Recently, Floyd has found it difficult to mow the lawn on his own. In true-love fashion, he and Margaret now push the lawnmower together.
After the book was published, I surprised Floyd and Margaret with a copy of their own and wrote about it here. I’m re-posting it now:
March 16, 2009
I went to visit Floyd & Margaret today. When I called, I said, “Hi Floyd!, it’s Serena”.
“How’s business?”, he asked.
“It’s good”, I said, “but that’s not why I’m calling. I have a surprise. Are you going to be home for a little while?”
“Maybe we will, maybe we won’t”, he replied, in his standard matter-of-fact style that we’ve grown so accustomed to.
“Well, I’ll take my chances”, I said.
When I pulled up to their house, no-one was around. When I got out of the car, I heard Margaret calling out, “YOOOO-HOOOOO!” WE”RE DOWN HERE.”
The wind in the fields was whipping so hard it took my breath away. By the time I reached them, I was shaking like a leaf. But not them. They were hard at work, feeding the cows. Margaret stopped what she was doing and turned to me with a warm smile on her face.

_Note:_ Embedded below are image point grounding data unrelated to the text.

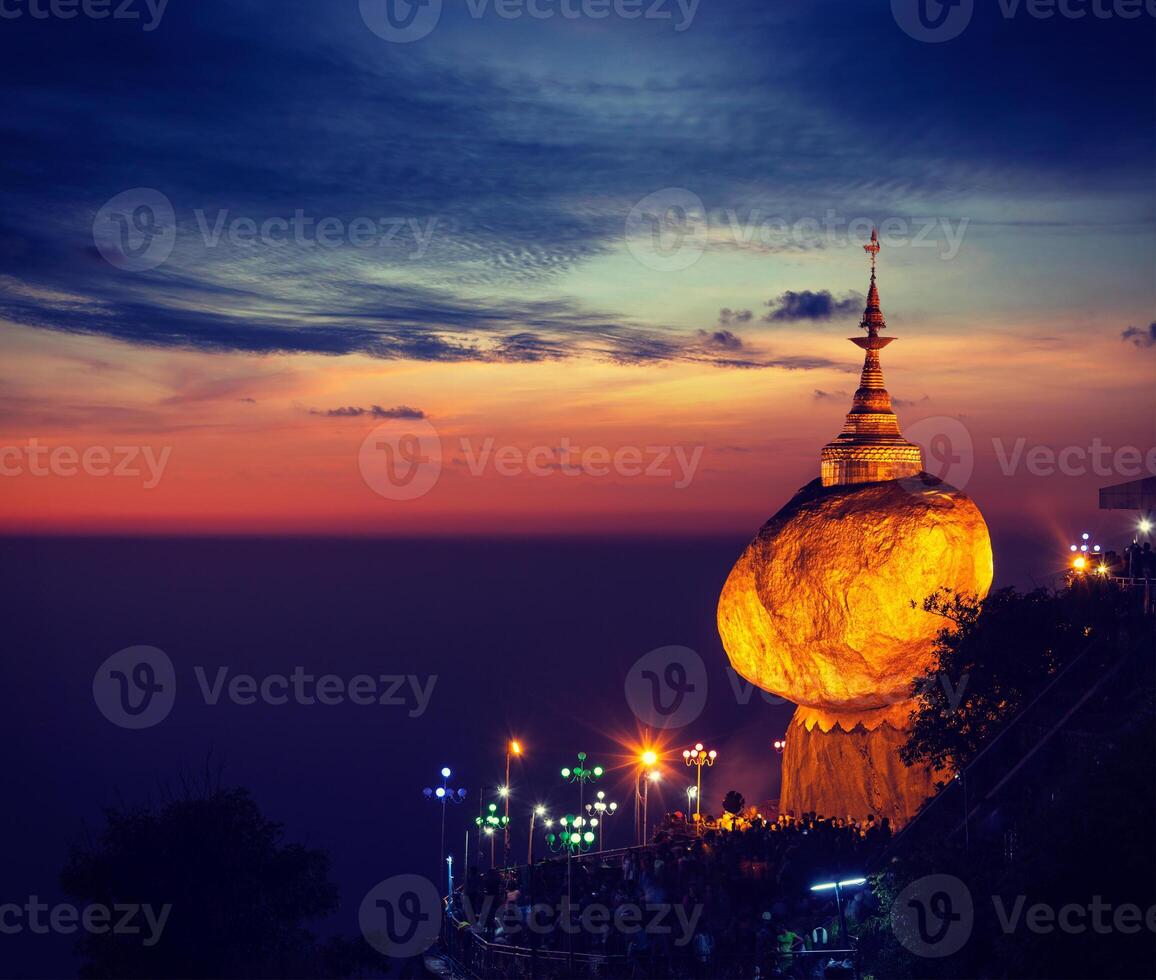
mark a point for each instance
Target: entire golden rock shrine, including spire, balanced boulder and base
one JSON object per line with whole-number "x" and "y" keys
{"x": 825, "y": 607}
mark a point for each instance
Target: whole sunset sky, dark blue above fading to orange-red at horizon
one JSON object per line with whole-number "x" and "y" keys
{"x": 583, "y": 273}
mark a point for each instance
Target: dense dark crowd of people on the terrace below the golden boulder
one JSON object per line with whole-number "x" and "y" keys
{"x": 723, "y": 903}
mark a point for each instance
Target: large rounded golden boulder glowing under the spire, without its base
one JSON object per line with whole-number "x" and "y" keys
{"x": 819, "y": 608}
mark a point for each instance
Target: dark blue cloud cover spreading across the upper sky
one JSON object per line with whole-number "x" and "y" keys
{"x": 524, "y": 160}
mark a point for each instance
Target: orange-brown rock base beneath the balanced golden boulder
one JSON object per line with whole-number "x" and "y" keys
{"x": 848, "y": 763}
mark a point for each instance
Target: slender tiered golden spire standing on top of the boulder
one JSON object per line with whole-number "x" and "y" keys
{"x": 871, "y": 448}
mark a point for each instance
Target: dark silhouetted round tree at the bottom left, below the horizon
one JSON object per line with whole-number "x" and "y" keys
{"x": 240, "y": 897}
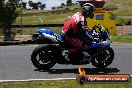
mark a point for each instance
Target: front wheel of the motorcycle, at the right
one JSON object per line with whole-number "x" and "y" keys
{"x": 103, "y": 58}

I was really excited to show them the book and the story we included about them. And after seeing their feature in the book, Floyd said with a grin, “I don’t look a day older, and I sure don’t feel like it either. Did you know the Doctor says I have the blood of a 20 year-old? And look at Margaret! She’s never dyed her hair, even once. Still the same beautiful hair she’s always had!”, he said, pointing to the wisp of hair peeking out of her scarf.
I couldn’t help but smile. And shiver. It was really cold.
And after a nice visit, Floyd finally said that it was time to get back to work. Next stop, the neighbor’s hundred acre parcel down the road, where there were more cattle to feed. And as he and Margaret jointly lifted another bale of hay onto the four-wheeler, he turned and said, “God is good, Serena. God is good.”
And as I drove the long way home, my mind wandered, thinking about my family, my love for Colin and the boys, and hopes and dreams. I can only hope that everyone of us can be as happy and blessed as Floyd and Margaret.